For Which Al Mahmud Do You Weep?

Whenever the poet Al Mahmud shed his ideological skin at every twist and turn of his life to adopt a new identity, he ruthlessly disavowed his own past and principles to legitimise his new persona.

From revolutionary to the Awami League, Jasad, back to the Awami League, or into the court of Zia—by the time he navigated the calculus of power and political realignments, he had repeatedly slain the Al Mahmud who came before. On each occasion, he committed a voluntary suicide of the self, wrapping himself in a fresh mantle to give birth to a new Al Mahmud. The so-called ‘plea of helplessness’ was always deployed as a shield to justify these metamorphoses. Yet the grim reality remains that with every transformation, it was the pure poetic essence within him that was sacrificed. Ambling through the corridors of power, by the time he reached the Ershad era, his primordial poetic soul had been rendered entirely paralysed.

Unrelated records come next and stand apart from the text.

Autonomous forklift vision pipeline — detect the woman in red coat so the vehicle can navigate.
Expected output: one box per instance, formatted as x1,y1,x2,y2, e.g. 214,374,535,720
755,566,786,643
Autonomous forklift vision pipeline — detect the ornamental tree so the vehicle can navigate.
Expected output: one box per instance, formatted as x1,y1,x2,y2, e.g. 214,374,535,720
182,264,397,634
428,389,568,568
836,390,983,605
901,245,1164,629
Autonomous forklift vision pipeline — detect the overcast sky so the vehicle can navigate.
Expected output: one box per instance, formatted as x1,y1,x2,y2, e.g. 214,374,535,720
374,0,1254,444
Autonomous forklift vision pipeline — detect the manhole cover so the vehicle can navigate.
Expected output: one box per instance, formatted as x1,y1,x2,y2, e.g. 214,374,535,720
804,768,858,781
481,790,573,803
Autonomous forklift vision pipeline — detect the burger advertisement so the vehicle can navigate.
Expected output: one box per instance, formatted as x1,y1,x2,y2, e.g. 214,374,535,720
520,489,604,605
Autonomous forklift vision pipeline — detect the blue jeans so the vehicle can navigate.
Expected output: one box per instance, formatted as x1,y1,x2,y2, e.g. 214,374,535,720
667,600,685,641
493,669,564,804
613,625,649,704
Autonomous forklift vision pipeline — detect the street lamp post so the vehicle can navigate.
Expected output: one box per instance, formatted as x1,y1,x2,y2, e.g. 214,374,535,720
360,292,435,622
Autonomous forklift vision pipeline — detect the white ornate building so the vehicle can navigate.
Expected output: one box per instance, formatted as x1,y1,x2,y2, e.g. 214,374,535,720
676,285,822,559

For Which Al Mahmud Do You Weep?

Long before his physical demise, he had settled, both politically and ideologically, as an intellectual for the Jamaat-e-Islami. This was his self-chosen, definitive and final identity—a destiny he embraced through conscious deliberation.

That Al Mahmud was a great poet—a monumental poet of the Bengali language—is an undeniable truth; but it is equally true that he was the executioner of his own poetic genius.

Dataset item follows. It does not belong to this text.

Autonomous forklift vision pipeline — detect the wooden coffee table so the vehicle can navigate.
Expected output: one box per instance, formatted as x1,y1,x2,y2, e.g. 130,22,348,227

Therefore, for the golden past of Al Mahmud over which a faction of people laments today, the true assassin is Al Mahmud himself. Having strangled his own creation and ideals with his own two hands, it ill-becomes anyone to wail over the remnants.

The question remains: for whom do you mourn?

For the primordial Al Mahmud who was murdered, or for the Al Mahmud who was the murderer?